Mimi Barona

Personal information
- Born: Dominic Isabel Barona Matute 10 February 1991 (age 35) Montañita, Ecuador

Surfing career
- Sport: Surfing

Medal record
Women's Surfing
Representing Ecuador
Bolivarian Games
| Gold medal – first place | 2013 Trujillo | open |
| Gold medal – first place | 2016 Iquique | open shortboard |
Pan American Games
| Silver medal – second place | 2019 Lima | open surf |

= Mimi Barona =

Ecuadorian surfer (born 1991)

Dominic Isabel Barona Matute (born 10 February 1991) is an Ecuadorian surfer. She is regarded as one of the prominent surfers in Ecuador. Her brother Israel Barona is also a surfer who represents Ecuador at international level. She is the first surfer from Ecuador to have competed at the Olympics.

== Career ==
Barona pursued her interest in surfing at the age of 13 after being influenced by her older brother Israel. Little by little, she began to follow the Alas circuit in Peru, then in Costa Rica and Panama. In 2014, she claimed second place at the ISA 50TH World Surfing Games which was held in Punta Rocas, Peru. In this event, Mimi achieved the highest score in a round in the history of the event. However, Peruvian surfer Analí Gómez clinched victory with a score of 12.86 while Mimi finished with the score of 12.53.

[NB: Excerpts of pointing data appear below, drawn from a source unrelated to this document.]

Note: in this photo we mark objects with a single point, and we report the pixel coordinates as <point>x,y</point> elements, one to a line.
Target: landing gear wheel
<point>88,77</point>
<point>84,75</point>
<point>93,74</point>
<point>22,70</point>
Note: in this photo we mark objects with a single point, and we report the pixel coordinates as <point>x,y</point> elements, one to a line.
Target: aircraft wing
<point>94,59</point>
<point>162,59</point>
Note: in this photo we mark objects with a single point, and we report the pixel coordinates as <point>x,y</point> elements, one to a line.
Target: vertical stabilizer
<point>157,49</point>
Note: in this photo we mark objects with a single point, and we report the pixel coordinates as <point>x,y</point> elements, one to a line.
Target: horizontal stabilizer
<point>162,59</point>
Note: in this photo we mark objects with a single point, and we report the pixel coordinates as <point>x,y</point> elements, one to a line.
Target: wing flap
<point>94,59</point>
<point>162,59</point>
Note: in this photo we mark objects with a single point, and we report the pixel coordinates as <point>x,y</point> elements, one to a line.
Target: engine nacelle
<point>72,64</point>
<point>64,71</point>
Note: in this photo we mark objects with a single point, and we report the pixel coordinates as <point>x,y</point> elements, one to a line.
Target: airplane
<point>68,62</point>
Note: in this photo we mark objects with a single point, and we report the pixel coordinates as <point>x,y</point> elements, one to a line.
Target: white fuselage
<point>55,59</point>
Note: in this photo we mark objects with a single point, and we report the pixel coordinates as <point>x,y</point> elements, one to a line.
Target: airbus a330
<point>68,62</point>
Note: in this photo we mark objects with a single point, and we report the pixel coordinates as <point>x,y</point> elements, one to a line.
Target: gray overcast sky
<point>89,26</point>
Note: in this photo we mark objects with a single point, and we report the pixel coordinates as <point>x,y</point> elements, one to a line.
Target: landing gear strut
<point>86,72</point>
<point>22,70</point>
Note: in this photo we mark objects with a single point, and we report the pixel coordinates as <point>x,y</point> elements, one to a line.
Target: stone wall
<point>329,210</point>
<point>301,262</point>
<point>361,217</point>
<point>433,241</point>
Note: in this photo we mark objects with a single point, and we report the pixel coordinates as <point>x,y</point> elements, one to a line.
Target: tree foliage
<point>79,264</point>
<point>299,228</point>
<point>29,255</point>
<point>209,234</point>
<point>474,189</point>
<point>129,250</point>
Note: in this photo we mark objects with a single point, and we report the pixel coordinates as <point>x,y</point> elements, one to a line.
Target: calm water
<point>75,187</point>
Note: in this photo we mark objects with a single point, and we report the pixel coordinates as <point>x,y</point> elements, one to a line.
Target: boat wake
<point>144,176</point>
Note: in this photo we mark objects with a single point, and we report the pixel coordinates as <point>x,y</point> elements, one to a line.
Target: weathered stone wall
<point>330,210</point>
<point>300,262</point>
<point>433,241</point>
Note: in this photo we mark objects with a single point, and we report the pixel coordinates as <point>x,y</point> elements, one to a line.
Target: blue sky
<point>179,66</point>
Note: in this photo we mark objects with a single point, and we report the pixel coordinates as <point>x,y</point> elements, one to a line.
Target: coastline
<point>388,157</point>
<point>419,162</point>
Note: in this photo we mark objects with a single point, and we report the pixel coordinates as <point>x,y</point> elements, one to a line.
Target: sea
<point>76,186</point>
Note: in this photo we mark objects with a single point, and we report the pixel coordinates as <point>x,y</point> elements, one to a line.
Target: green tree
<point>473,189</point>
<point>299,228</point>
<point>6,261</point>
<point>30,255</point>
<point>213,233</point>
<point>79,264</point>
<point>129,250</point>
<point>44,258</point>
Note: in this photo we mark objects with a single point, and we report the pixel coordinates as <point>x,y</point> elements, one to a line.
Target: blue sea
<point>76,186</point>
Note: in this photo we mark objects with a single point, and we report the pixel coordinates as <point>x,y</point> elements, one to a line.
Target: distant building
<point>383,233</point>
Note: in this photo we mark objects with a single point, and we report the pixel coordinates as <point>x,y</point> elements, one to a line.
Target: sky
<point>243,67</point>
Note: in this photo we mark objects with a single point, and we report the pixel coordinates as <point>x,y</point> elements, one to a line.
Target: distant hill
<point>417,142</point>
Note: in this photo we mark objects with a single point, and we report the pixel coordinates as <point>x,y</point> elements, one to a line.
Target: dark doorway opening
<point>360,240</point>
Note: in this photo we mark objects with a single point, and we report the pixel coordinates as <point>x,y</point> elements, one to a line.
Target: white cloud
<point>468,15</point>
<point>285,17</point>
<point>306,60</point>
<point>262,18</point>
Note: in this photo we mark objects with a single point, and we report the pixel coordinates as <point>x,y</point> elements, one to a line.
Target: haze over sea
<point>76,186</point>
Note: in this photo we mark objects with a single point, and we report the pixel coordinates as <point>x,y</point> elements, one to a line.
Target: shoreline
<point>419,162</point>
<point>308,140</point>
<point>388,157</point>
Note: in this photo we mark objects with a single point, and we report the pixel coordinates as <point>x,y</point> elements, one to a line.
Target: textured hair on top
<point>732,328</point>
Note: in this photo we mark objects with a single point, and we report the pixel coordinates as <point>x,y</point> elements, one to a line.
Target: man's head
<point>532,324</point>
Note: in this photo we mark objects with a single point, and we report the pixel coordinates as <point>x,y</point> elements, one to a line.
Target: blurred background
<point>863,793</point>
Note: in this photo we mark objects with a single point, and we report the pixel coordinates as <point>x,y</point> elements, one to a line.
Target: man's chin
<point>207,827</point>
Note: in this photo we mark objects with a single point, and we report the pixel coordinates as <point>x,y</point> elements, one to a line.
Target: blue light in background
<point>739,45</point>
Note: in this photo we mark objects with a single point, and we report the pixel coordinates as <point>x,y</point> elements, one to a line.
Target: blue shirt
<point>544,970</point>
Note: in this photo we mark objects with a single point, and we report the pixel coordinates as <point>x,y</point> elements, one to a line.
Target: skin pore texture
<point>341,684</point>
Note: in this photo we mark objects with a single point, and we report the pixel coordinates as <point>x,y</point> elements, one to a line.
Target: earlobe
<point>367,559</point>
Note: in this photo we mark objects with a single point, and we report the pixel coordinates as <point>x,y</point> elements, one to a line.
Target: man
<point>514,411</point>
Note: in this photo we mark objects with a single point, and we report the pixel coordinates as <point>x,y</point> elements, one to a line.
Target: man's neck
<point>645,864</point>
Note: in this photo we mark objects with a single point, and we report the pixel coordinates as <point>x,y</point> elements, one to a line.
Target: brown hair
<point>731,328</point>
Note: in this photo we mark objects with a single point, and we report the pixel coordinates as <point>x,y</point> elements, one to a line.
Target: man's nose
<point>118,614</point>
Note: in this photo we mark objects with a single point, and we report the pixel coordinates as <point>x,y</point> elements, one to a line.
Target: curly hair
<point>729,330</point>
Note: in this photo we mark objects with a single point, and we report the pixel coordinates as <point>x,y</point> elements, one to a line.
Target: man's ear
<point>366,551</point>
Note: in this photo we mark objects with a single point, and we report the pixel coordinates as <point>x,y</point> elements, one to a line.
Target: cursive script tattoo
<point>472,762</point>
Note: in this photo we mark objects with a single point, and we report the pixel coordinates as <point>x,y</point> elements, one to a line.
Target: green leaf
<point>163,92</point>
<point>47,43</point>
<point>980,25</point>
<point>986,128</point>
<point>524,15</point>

Dominic was the flagbearer for Ecuador during the 2016 Bolivarian Beach Games and also claimed a gold medal in the women's open shortboard event during the 2016 Bolivarian Games. She became the South American champion of the World Surf League in 2018 with a total score of 4,310 followed by Melanie Giunia of Peru who had a final score of 3,260 units. She also emerged as the winner of the 2019 Corona Pro Surf Circuit, organized by the National Surf Organization in Puerto Rico.

She represented Ecuador at the 2019 Pan American Games and secured a silver medal in the women's open surf whereas Daniella Rosas of Peru clinched the gold medal. She also notably became the first Ecuadorian surfer to win a medal in surfing at the Pan American Games. She also qualified to compete at the 2020 Summer Olympics where surfing was included for the first time in Olympics.

She preferred to compete at the 2019 Pan American Games over the World Surf League tour events despite the WSL tour events were also considered as Olympic qualifying events. However, she was eligible to compete at the delayed 2020 Tokyo Olympics following her medal success at the 2019 Pan American Games. She represented Ecuador at the 2020 Summer Olympics which also marked her debut appearance at the Olympics. She was also the only Ecuadorian surfer to participate at the 2020 Summer Olympics. She was eliminated from the round 2 of the women's shortboard event.